Will It Ever End?

The other day I gardened.


This is not my favorite thing to do, primarily because I always have to yank up miles of weeds, and declare war every spring on this annoying, clinging morning glory that seems to grow fifty feet a day. If I were to leave my home right now that morning glory would cover our house by the end of summer.


My mother's gray ceramic pot, and her mint. I added a geranium and petunia.


You’d drive down the street and all you would see is a mass of morning glory.  It’s not the pretty morning glory, either, that you imagine wrapped around a white picket fence with blue flowers.


No, this has, maybe, one white flower, as if to mock me. The rest of it is a living, sticky, green plant criminal.
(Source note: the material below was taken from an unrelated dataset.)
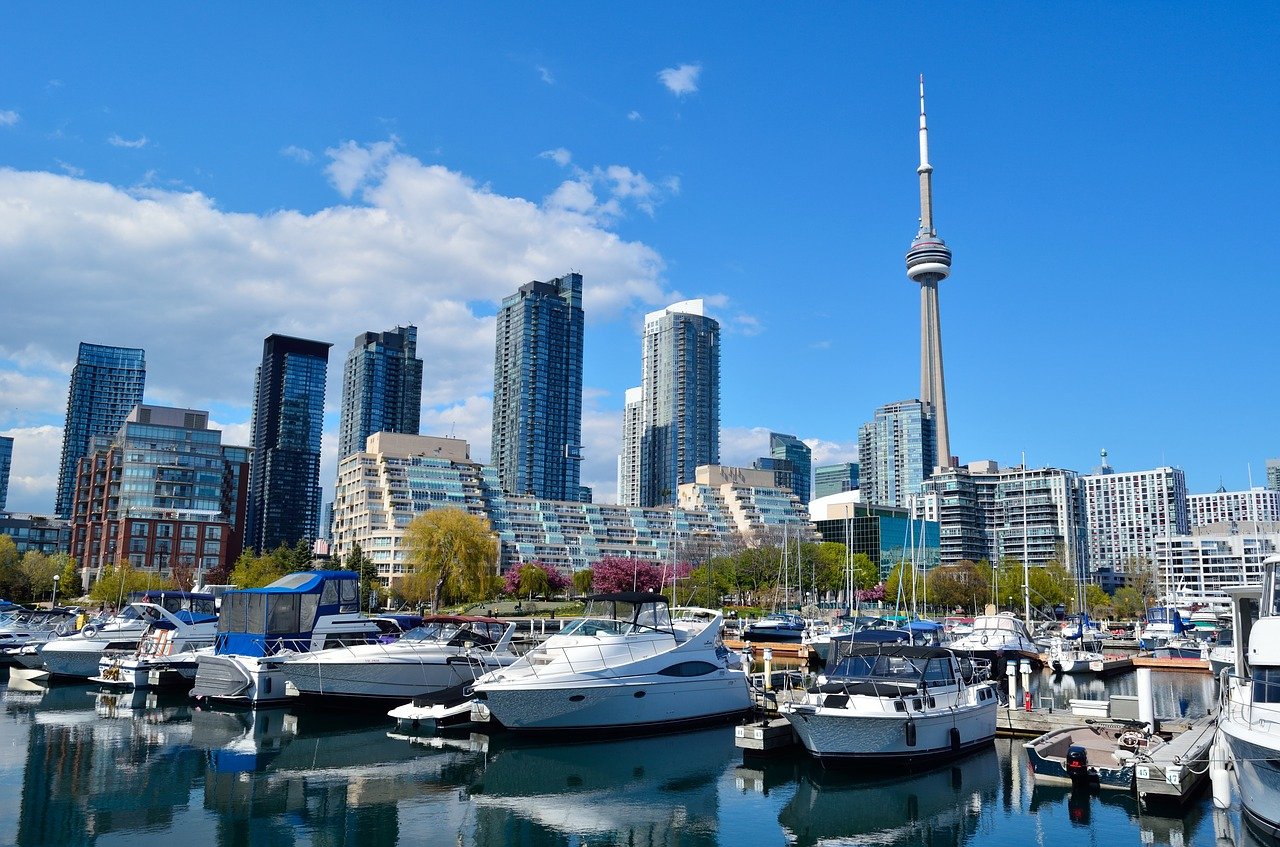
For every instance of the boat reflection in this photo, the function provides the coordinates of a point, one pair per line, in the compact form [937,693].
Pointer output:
[941,806]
After my fight with the morning glory, I headed over to a gray, ceramic pot my mother used to own. After she died, in 2002, and my dad died, in 2007, both of them from cancer, I took it home with me. I love that pot. Inside the pot, every year, my mother’s mint grows, tall and wide.


In the pot, a small maple tree had the audacity to start growing. Also in the pot was another greenish plant that, like the morning glory, seems to grow everywhere in my yard. It’s like a spreading green monster. I’m surprised I don’t have any coming out of my ears.
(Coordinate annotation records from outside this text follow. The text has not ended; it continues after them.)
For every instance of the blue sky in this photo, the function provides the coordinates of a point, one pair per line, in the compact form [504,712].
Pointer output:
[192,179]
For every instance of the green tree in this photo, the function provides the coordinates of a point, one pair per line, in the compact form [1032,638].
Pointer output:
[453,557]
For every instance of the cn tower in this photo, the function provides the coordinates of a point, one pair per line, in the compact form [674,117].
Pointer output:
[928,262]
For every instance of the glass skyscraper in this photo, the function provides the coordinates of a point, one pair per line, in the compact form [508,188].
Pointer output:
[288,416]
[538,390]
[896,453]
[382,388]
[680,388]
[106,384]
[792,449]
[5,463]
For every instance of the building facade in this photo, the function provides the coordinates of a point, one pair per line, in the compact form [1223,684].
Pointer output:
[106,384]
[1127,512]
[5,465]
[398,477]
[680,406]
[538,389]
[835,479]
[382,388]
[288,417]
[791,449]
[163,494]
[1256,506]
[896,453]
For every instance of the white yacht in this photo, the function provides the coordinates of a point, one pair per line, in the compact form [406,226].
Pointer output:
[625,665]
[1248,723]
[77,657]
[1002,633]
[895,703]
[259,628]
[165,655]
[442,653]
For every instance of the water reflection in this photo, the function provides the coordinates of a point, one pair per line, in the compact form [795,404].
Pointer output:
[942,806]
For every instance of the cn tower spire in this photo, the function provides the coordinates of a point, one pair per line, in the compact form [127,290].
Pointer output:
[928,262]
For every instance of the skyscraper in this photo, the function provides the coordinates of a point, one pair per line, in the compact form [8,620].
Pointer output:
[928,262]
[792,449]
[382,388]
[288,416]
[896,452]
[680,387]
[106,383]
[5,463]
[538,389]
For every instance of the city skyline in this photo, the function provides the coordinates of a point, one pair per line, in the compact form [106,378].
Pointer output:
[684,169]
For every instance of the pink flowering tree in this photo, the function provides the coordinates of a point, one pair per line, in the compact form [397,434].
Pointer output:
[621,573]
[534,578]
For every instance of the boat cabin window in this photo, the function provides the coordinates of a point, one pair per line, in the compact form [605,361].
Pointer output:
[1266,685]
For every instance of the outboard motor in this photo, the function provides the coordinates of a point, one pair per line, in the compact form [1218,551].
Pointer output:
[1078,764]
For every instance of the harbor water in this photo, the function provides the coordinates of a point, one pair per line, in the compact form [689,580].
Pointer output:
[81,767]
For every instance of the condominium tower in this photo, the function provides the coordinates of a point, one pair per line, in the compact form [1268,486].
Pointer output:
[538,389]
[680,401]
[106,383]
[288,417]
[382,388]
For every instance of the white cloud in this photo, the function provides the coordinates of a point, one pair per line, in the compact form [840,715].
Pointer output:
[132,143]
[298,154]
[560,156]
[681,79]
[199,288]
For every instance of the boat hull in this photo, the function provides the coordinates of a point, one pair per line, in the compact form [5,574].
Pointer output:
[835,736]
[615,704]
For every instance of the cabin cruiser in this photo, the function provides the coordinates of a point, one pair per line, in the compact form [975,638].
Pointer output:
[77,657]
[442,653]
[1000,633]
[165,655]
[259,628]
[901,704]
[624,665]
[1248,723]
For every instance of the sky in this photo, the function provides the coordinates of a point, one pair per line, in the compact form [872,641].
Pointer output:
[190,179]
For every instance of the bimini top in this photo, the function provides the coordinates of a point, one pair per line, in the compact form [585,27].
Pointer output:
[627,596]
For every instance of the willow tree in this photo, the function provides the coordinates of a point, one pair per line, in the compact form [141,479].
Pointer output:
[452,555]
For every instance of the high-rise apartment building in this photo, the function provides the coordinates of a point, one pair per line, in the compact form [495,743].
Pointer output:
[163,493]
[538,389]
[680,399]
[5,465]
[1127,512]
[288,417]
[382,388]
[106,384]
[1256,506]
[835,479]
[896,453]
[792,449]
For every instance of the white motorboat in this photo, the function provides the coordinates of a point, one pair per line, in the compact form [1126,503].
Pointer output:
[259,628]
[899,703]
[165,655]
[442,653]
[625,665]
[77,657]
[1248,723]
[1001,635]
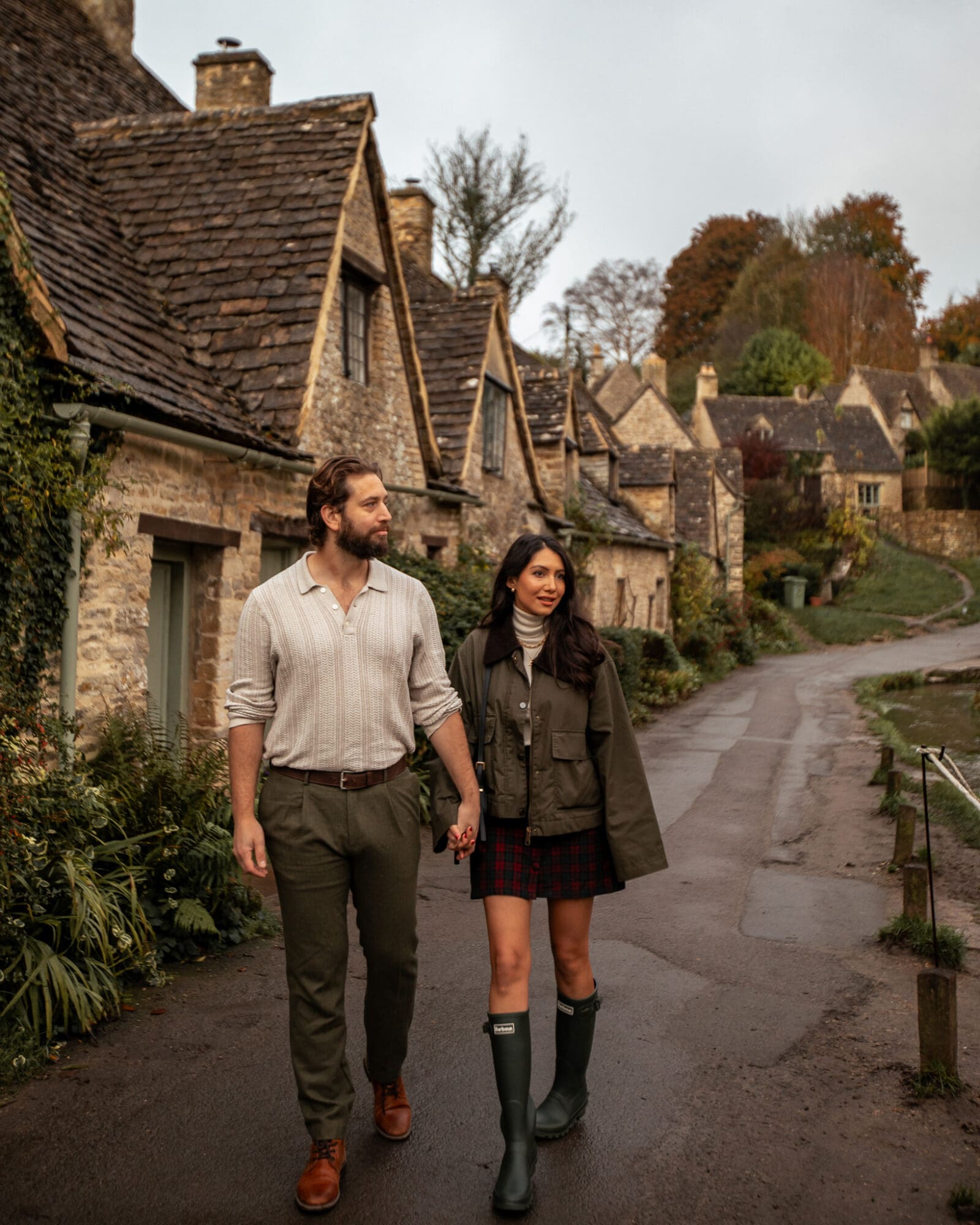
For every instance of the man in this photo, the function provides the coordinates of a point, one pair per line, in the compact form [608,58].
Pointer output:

With my pink gloved hand I tried to yank the maple tree out again and again. No go. It was in there tight. I had dirt and dust on my face from my fruitless fight with the maple tree when I decided to turn my attention to the green monster.  Again, no go. The soil was dry and rock hard, the roots deep and stronger than me. I could hear them both laughing at me.  I will win this battle, I told myself.
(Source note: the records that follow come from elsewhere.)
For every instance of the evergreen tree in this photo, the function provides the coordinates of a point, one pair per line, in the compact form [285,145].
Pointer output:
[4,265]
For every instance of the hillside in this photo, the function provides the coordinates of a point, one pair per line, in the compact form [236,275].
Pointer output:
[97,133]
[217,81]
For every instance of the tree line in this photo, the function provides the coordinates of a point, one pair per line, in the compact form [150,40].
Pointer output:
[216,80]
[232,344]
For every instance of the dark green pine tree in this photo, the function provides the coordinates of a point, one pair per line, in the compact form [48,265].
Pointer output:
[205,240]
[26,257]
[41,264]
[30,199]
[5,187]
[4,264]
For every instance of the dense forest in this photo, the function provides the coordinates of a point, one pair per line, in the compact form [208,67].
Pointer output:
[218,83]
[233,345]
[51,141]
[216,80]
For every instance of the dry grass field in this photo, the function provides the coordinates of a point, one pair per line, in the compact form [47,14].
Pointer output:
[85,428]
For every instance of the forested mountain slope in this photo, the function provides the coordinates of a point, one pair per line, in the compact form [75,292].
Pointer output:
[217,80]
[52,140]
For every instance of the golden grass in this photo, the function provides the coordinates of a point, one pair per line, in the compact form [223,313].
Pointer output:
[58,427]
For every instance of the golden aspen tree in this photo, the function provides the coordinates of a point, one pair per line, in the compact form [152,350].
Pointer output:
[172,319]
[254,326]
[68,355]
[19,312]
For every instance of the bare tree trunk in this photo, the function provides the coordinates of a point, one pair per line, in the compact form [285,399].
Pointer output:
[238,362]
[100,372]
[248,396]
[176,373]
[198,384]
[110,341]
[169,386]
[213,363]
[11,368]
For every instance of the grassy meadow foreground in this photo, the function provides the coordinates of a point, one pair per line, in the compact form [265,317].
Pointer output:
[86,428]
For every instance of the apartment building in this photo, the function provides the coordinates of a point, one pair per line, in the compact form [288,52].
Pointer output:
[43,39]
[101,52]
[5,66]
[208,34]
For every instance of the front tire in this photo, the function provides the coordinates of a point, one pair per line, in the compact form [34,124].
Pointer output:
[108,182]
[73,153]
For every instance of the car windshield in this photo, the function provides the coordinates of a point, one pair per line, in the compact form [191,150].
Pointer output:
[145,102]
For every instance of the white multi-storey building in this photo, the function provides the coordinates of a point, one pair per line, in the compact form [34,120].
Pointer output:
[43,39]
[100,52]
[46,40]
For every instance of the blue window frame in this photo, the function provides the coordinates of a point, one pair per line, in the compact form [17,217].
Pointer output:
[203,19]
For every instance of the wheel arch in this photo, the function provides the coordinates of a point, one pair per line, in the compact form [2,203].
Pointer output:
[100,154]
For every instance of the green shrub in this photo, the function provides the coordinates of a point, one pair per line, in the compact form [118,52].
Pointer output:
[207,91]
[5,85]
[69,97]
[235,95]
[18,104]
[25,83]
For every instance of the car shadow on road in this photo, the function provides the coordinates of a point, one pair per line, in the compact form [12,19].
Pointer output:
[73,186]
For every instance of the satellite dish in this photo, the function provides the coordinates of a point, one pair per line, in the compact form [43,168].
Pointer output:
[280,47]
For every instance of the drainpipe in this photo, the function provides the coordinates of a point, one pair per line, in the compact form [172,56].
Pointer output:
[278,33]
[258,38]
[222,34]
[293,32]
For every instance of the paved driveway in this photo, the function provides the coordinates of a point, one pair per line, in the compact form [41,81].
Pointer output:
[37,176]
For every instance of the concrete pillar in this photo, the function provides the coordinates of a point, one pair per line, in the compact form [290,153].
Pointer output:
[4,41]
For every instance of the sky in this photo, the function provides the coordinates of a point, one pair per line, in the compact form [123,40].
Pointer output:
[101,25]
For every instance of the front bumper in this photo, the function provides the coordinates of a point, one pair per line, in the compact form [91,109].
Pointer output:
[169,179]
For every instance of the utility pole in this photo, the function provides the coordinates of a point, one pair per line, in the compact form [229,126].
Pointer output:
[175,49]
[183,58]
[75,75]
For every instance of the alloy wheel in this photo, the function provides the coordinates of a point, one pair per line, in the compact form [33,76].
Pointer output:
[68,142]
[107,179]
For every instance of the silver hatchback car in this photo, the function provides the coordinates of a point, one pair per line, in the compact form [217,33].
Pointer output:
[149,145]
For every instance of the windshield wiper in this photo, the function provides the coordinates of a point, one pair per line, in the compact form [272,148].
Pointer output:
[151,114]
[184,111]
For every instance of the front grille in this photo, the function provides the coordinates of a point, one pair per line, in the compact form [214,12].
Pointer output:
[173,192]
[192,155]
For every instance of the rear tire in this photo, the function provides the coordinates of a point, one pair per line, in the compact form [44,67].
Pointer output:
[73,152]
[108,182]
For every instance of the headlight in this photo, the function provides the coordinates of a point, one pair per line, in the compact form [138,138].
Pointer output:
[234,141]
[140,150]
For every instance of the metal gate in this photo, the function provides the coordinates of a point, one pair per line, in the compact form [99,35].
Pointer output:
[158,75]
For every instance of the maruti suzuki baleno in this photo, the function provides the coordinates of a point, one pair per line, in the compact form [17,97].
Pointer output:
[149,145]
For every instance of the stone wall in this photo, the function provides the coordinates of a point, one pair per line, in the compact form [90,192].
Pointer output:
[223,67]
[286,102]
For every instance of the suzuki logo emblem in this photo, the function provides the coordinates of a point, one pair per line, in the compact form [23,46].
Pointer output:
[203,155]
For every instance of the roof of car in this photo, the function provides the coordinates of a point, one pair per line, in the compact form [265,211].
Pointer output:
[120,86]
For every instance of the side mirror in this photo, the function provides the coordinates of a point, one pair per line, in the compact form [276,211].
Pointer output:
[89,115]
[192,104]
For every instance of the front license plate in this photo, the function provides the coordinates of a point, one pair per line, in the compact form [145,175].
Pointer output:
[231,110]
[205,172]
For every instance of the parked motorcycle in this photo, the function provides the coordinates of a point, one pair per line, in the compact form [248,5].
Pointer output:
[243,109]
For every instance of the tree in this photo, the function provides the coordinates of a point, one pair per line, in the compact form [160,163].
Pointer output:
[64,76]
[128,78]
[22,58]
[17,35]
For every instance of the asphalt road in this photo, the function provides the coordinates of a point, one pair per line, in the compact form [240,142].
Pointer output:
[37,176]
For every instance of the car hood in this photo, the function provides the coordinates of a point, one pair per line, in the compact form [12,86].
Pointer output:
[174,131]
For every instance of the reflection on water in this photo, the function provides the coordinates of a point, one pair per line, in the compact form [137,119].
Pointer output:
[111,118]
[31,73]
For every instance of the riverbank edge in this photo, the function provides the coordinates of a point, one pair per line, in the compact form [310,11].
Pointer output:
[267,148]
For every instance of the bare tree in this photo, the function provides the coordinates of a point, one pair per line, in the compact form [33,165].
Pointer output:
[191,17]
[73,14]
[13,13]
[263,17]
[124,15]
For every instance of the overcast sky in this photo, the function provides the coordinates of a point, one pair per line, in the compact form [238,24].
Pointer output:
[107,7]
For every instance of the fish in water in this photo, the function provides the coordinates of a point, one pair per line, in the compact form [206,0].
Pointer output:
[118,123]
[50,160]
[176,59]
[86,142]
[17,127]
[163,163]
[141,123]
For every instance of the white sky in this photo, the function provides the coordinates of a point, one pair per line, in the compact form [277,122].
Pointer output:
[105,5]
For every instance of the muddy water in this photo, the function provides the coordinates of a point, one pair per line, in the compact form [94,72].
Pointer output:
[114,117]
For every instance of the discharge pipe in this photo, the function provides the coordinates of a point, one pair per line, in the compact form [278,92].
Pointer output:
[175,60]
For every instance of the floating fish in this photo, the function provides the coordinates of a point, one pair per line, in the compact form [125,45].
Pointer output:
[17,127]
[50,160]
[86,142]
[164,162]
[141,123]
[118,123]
My mothers pins, her cross from when she was a girl, her mother's thimble, her baby bracelet, and her Blue Bird pin.


I tipped the heavy pot over my recycling bucket and tried to shake the tree and the green monster out while holding on to my mother’s mint. More dirt and dust flew into my face, my hair, and all over my shirt. I started to swear, a usual activity I embark upon while gardening.


I have saved so many of my mother’s precious things. Her old books from her mother.  Her blue dancing shoes. Her china. A clematis vine in my backyard. A black purse. Her baby bracelet. Her blue bird pin. Her favorite chair.


And yet, there I was, covered in dirt and dust, almost in tears, fighting to keep her mint. A plant.


 


 


My mother's favorite chair


I shook that damn pot again over the recycling bin. I said one more bad word. The mint, maple tree, and pesky green monster finally fell out, a plume of more dirt covering my face.


I won, I thought. You can stop laughing at me now, you stupid plants.


I balanced myself on the recycling bin, tipped over, head first, butt up, and grabbed the mint, which had broken free.


I felt rather victorious.


I added fresh soil to the gray pot. I dug a hole for a purple petunia next to the mint and a pink geranium. I cleaned the pot off.


With dirt everywhere I stood back, the tears burning, and thought, will it ever end, this wanting to hold on to her things? Will it?


Then I thought: Should it?


If so, why? My life is full, I’m not held back by grief. I know I’ll see her again. But I just can’t let go of anything I have of hers. Nothing. I treasure it all. And every year when that mint pops up, in her gray ceramic pot, I think of her.  And I smile. She loved gardening.


 


My mother's china, given to her by her parents when she married my father.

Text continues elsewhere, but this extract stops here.